Supreme Court Rules Defendents in SEC Civil Actions Entitled to Jury Trial

In what will be a dramatic change for the Securities and Exchange Commission (SEC), the Supreme Court has ruled that when the SEC seeks civil penalties against a defendant for securities fraud, the defendant is entitled to a jury trial.

Currently, the SEC may adjudicate cases in house typically with an Administrative Law Judge.

The case, SEC v. Jarkesy, pertained to a case for civil penalties regarding an enforcement action against investment adviser George Jarkesy, Jr., and his firm, Patriot28, LLC. The SEC alleged violations of the “antifraud provisions” pertaining to federal securities laws. The final order by the SEC determined that Jarkesy and Patriot28 had committed securities violations and levied a civil penalty of $300,000. Jarkesy and Patriot28 fought the decision which ended up in the Supreme Court.
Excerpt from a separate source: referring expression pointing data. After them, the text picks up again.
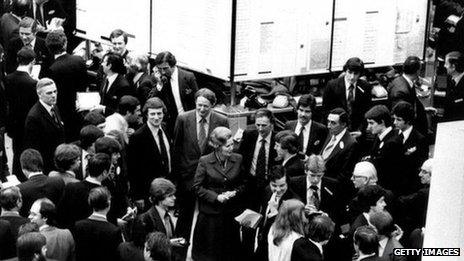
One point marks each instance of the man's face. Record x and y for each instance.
(314, 178)
(264, 126)
(35, 215)
(169, 201)
(399, 123)
(334, 125)
(450, 68)
(135, 117)
(304, 114)
(279, 186)
(155, 117)
(26, 35)
(203, 106)
(119, 46)
(425, 175)
(374, 127)
(380, 205)
(48, 94)
(165, 71)
(351, 77)
(359, 181)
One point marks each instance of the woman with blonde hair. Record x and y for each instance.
(287, 228)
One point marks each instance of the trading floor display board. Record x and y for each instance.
(380, 32)
(277, 38)
(95, 20)
(197, 32)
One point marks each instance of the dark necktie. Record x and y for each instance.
(202, 135)
(164, 152)
(316, 198)
(55, 116)
(168, 225)
(350, 99)
(38, 15)
(301, 139)
(260, 170)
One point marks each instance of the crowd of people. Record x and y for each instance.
(153, 170)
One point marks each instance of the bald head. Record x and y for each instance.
(364, 173)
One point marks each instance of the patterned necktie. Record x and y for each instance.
(261, 161)
(202, 135)
(168, 225)
(328, 149)
(164, 152)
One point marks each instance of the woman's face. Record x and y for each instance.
(226, 149)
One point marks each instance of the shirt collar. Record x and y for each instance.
(93, 180)
(411, 84)
(319, 245)
(458, 77)
(384, 133)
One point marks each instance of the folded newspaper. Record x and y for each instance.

The Fifth Circuit court had vacated the order on the ground that adjudicating the matter in-house violated the defendants’ Seventh Amendment right to a jury trial.

Justices Sotomayor, Kagan and Jackson dissented on the opinion with Sotomayor writing the dissent.

Chief Justice Roberts authored the opinion for the majority.

The ruling may cause the SEC to be more thoughtful in pursuing certain enforcement actions going forward.